One unusual use of the park was proposed in 1958, just after the “Hindenburg” portion of the park had been added to Crescenta Valley Regional Park. That portion to the west of Dunsmore Avenue had previously been a privately owned German-American cultural park. In the Aug. 3, 1958 issue of the Crescenta Valley Ledger, the Glendale Quarter Midget Association proposed building a car race track for kids on a section of the newly acquired Hindenberg side.

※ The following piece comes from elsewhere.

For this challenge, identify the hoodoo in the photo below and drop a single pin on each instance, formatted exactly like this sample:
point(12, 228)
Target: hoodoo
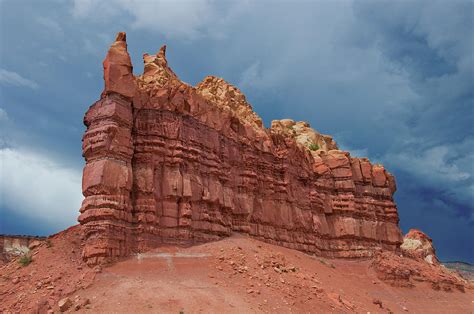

Quarter midget racing was a natural progression from the car-racing culture that had swept the nation starting in the ’30s and peaking in the ’50s and ’60s, particularly here in Southern California. Young men who had hot-rodded their cars as teenagers were now family men who wanted to pass their love of racing on to their kids. Quarter midget racing was started in the early ’50s as a venue for children’s auto racing, and it continues today. The tracks for quarter midget racing are 1/20th of a mile dirt, asphalt or cement ovals, often banked. The cars are tiny, looking like sophisticated go-karts, powered by one-cylinder two to seven horsepower engines that push the cars at speeds between 30 and 45 miles per hour. The racers themselves, both boys and girls, range in age from 5 to 16. Several famous race car drivers today got their start in quarter midget racing, including NASCAR legend Jeff Gordon, and Indy drivers Sarah Fisher, Jimmy Vasser and A. J. Foyt.
The Glendale Quarter Midget Association had actually started in the Crescenta Valley two years previously, but had moved to Glendale when no appropriate track could be located in CV. The Glendale club had created a track at the far west end of Colorado Street on the L.A. border near San Fernando Road. Their organizations had become so popular in the two years since that they needed to restrict membership, and were regularly having more that 80 racers show up at their events held each weekend and two nights a week. The spokesman for the club said that the only other track available was in San Fernando, and the Glendale club didn’t like using that track as the San Fernando group went by “hot dog rules,” allowing souped-up engines and different types of fuels. If the new track could be built in Hindenburg, the Glendale group could split and form a new association here that would encompass the entire Foothill region from Sun Valley through La Cañada.
According to the Ledger article, the new quarter midget association would be headed by Gene Henry, past president of the Glendale group, and La Cañada resident Don Webb. They were to lay out their plans for the deputy director of County Parks, the Montrose Chamber of Commerce and local residents at a big meeting. The proposal would show the track laid out at the very bottom of the park, against the mountains, and as far away from residences as possible. The promoters of the proposal acknowledged that the track would probably face opposition from neighbors.
Well, they were right, as that’s the last we read of their proposal. It makes sense that the neighbors would oppose the idea as they had just seen the exit of the German-American League from Hindenburg Park. The park had seen thousands of visitors each weekend since the 1930s under the ownership of the German-American League, and the valley had vibrated to the sound of oom-pah bands at the weekly gatherings. The neighbors weren’t likely to be amenable to replacing that sound with the even louder sound of hundreds of un-muffled race cars.
Just another interesting “could-a-been” in the Valley’s history.